The key parameter for this module is "setNCBIdatabaseQuery", the query to populate diamond database from NCBI. By default, this parameter is set to:

superkingdom,Eukaryota,phylum,ftp;superkingdom,Archaea,genus,ftp;superkingdom,Bacteria,genus,ftp;superkingdom,Viruses,family,elink

This is a list of four queries, separated by ";". Each query consists of (a) the taxonomic level of the query, e.g. "superkingdom", (b) the query, (c) the taxonomic level at which the database will be unique, (d) the download method.

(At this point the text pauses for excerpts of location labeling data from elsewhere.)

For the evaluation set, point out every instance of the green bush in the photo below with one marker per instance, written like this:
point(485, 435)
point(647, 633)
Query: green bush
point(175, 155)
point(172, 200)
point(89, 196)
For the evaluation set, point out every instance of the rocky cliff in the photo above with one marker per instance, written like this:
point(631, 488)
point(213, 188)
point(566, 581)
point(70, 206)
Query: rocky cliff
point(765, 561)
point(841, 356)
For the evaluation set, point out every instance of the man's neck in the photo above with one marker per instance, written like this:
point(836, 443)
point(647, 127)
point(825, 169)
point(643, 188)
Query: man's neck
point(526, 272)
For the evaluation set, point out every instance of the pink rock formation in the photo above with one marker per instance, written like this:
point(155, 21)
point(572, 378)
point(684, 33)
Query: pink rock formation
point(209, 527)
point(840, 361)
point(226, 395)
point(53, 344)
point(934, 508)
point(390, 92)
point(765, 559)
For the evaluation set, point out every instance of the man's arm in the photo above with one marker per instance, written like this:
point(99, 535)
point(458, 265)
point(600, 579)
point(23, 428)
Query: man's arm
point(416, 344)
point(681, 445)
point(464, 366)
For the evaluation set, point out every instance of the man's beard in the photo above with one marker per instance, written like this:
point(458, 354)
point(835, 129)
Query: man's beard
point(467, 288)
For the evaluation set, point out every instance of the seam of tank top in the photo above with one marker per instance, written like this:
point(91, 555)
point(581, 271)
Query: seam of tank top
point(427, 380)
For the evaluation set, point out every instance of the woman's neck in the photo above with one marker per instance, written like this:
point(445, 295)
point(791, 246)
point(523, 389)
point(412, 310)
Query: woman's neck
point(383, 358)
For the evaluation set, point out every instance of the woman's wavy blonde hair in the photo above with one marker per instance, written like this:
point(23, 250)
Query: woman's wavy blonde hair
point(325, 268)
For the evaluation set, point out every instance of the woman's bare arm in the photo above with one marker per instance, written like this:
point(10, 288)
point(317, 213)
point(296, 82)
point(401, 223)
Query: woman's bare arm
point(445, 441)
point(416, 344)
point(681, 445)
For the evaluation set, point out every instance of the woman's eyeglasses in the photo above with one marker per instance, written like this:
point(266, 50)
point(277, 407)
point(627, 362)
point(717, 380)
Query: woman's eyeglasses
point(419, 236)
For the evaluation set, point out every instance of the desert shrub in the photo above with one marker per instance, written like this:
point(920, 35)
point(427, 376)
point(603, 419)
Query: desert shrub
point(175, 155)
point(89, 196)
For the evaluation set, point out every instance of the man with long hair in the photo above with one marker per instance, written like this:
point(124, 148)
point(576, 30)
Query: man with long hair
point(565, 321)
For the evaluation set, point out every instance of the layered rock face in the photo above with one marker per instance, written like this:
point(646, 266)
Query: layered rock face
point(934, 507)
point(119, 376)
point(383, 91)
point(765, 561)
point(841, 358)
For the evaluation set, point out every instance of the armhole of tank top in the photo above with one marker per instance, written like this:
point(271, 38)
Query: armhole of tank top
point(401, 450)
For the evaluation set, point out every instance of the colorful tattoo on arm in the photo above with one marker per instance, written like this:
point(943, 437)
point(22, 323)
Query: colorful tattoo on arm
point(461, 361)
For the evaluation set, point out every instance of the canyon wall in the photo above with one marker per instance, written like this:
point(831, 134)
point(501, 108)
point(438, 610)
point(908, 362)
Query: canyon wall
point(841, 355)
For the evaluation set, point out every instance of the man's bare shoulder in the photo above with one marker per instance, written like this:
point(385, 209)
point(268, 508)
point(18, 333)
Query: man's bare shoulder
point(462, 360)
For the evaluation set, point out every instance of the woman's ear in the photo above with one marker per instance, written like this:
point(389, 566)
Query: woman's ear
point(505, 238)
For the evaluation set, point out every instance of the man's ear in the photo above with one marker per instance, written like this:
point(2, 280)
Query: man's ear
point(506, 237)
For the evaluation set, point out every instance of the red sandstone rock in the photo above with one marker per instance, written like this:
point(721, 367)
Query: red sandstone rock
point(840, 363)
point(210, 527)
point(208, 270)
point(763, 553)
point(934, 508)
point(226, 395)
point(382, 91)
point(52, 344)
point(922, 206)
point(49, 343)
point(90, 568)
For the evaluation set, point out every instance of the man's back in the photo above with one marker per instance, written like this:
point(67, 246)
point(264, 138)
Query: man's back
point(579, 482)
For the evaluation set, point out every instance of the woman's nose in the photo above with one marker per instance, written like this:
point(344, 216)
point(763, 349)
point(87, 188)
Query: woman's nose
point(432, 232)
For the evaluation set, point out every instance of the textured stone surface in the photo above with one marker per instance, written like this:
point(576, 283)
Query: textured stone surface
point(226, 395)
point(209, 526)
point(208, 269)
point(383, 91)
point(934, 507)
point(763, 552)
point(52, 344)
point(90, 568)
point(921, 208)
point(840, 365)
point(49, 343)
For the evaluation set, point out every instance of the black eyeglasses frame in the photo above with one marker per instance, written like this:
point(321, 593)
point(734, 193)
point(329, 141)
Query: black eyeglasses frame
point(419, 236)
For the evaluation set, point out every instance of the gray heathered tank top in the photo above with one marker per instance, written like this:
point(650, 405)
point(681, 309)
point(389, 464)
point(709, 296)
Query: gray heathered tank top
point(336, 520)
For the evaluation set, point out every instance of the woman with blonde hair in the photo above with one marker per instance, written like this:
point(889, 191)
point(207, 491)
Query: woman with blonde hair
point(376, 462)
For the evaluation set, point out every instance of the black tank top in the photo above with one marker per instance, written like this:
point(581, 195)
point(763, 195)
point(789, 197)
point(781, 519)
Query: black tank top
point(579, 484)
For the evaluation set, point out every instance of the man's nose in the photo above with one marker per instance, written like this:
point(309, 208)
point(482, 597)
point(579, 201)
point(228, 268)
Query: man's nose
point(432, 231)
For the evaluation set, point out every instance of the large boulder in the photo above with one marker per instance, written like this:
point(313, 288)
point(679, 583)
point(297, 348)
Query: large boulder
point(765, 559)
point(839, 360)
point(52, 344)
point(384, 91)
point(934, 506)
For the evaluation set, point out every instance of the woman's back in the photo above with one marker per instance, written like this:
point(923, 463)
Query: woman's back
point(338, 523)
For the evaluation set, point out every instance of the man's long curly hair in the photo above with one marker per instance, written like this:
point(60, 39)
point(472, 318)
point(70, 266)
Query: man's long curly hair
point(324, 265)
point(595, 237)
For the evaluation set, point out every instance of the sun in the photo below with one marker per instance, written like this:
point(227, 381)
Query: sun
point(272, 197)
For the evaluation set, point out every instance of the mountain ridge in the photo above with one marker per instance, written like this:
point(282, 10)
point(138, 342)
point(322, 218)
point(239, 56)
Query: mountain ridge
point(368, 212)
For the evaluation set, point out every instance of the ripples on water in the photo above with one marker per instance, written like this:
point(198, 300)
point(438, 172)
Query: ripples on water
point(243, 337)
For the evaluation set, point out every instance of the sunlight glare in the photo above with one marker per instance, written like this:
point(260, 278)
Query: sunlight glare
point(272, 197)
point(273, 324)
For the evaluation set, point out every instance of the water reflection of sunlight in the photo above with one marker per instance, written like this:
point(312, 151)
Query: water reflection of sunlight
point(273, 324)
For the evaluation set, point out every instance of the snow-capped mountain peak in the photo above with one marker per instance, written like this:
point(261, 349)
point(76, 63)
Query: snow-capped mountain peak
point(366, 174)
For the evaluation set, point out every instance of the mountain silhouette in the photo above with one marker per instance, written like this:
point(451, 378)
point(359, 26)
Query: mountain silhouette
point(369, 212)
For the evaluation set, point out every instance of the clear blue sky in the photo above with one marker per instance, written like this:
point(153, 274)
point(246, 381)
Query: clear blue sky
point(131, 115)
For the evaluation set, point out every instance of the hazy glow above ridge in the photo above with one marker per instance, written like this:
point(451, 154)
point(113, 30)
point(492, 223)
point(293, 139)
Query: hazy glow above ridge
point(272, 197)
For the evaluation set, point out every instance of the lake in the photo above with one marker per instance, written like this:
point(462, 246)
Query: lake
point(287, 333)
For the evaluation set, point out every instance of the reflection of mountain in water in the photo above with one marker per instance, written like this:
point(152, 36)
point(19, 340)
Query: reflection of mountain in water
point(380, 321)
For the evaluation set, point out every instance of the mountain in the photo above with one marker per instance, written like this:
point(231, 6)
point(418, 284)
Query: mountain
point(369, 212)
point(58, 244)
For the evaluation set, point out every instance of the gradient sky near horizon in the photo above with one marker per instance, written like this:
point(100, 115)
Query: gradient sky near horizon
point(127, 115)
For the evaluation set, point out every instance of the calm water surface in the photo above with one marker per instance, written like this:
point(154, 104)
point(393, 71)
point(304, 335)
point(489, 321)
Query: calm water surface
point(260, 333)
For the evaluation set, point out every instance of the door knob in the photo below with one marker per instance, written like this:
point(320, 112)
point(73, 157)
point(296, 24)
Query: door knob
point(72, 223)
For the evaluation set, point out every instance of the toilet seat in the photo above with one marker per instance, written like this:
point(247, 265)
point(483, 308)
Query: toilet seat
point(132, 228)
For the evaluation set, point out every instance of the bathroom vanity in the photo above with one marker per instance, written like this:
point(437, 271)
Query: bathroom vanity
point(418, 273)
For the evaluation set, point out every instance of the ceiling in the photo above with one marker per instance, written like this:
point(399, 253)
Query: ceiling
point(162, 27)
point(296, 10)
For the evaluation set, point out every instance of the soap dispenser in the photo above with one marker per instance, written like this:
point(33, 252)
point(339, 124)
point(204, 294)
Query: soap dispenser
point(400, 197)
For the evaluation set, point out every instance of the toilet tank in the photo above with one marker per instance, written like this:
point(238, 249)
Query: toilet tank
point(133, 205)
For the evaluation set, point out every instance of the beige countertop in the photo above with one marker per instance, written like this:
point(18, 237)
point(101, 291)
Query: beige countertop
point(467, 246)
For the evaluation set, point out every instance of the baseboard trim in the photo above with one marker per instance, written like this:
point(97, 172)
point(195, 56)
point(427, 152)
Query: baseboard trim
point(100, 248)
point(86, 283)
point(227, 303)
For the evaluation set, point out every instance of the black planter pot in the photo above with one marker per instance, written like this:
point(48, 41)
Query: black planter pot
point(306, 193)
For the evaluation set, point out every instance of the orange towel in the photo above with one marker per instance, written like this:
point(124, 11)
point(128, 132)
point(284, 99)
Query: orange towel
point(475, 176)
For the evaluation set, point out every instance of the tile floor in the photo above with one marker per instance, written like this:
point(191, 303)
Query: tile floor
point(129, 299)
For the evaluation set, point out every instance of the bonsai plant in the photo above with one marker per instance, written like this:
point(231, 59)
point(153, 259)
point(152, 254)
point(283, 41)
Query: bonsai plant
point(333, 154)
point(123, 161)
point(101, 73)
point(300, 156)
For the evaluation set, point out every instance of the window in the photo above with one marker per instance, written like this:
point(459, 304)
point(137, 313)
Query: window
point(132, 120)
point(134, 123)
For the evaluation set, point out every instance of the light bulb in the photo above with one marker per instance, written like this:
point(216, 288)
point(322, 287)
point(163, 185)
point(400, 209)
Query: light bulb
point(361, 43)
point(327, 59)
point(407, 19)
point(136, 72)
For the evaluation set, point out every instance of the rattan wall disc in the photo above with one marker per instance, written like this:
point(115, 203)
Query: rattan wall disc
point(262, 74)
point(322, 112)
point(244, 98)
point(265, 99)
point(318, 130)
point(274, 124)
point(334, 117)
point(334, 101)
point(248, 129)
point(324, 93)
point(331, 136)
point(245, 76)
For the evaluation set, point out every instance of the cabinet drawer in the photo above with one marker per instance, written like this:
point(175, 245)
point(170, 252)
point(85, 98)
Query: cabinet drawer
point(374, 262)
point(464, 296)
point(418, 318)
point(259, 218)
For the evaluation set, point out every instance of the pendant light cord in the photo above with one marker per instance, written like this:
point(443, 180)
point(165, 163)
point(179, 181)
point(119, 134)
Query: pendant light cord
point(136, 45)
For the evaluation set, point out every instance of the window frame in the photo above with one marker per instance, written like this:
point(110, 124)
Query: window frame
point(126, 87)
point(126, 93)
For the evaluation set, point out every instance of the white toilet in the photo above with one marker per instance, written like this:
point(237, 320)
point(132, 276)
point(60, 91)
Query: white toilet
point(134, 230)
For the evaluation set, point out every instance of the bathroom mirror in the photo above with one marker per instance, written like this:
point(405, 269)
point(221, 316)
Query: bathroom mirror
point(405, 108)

Thus, by default, metawatt queries superkingdom "Eukaryota" for new taxa that are unique at the phylum level, superkingdom "Archaea" for new taxa that are unique at the genus level, superkingdom "Bacteria" for new taxa that are unique at the genus level, and superkingdom "Viruses" for new taxa that are unique at the family level. Eukaryota, Bacteria and Archaea are downloaded via ftp, viruses via elink. Ftp is faster, but download of viruses could only be automated via elink.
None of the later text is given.